Published January 27, 2024
10 months ago

In a move signaling a robust effort to fortify the legal framework against corruption in South Africa, the Judicial Matters Amendment Bill, which encompasses the noteworthy introduction of a “failure to prevent corruption offence”, is primed for commencement following the National Council of Provinces' approval on December 6, 2023.


The transformative clause 34A, poised to be embedded into the cornerstone of South African anti-corruption law, the Prevention and Combating of Corrupt Activities Act, 2004 (Precca), is envisaged to catapult the country's fight against corruption into a new era. The initiative dramatically reflects the Zondo Commission's influential recommendation and is propelled by UK's Bribery Act comparatives, illustrating the substantial momentum that anti-corruption efforts are gaining nationally.

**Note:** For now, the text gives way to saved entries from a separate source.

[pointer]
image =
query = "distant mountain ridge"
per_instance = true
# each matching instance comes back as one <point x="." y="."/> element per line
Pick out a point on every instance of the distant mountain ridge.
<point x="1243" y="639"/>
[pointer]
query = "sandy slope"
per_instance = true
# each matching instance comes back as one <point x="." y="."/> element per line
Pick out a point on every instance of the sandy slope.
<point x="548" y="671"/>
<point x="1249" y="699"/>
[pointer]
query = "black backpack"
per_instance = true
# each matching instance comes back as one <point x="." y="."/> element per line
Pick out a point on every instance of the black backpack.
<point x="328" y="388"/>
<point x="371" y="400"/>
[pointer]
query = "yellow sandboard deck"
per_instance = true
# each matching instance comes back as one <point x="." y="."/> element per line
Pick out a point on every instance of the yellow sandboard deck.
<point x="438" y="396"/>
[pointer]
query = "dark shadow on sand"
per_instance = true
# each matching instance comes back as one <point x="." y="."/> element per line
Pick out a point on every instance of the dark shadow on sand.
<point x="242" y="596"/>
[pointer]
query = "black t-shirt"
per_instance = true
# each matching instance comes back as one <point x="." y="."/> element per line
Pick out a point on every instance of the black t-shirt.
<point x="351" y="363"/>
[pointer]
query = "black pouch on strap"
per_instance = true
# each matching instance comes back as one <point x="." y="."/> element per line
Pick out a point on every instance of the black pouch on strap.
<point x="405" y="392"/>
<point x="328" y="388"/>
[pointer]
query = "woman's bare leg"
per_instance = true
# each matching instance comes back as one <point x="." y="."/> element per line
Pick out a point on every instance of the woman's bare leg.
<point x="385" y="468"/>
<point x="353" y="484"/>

Clause 34A extends the ambit of liability to include private sector members and associated state-owned entities. It encapsulates the notion that even the indirect involvement via association in bribery practices, with the aim of gaining business or advantage, is prosecutable; a clarity necessary in a landscape marred by nuanced, cross-entity corrupt dealings.


This groundbreaking legislation, while momentous in its potential impact, ushers in a slew of contemplations and directives for South African entities. The proposed legislation galvanizes organizations to meticulously align their governance procedures with what is known as the "Six Principles" from the UK guidance, ensuring a proportionate response to the varying degrees of corruption risk profiles through initial extensive risk assessments.


The "association" concept in the bill casts a sprawling net, calling for a comprehensive reevaluation of risk mitigation controls. The repercussions for businesses will be far-reaching—necessitating the revision of contractual relationships and internal policies to preemptively mitigate corrupt activities from all associated personnel, from employees to third-party service providers.


Notably, nuances such as the absence of deferred prosecution agreements (DPAs)—which have served as encouraging negotiation tools for entities to self-disclose misconduct in jurisdictions like the US and the UK—pose a notable contextual distinction for South Africa. While DPAs remain under the consideration of the South African Law Reform Commission, alternative measures like the Corporate Alternative Dispute Resolution Directive are being employed as provisional instruments.


The advancements herald a pivotal compliance challenge. Entities enfolded within the purview of the bill’s ramifications must proactively architect sturdy anti-corruption compliance programmes, as failure to do so could bear grave legal and financial consequences.


Steering South Africa away from the FATF's 'Grey List' has been a mission rigorously pursued by the government and the implementation of clause 34A is reflective of this objective, contributing tangibly towards international obligations and advocacy for a corruption-free commercial environment.


The introduction of a new “failure to prevent corrupt activities offence” is set to redefine corporate responsibility in South Africa. As organizations brace for integration, the message is unmistakable: robust anti-corruption compliance is no longer optional but a critical mainstay.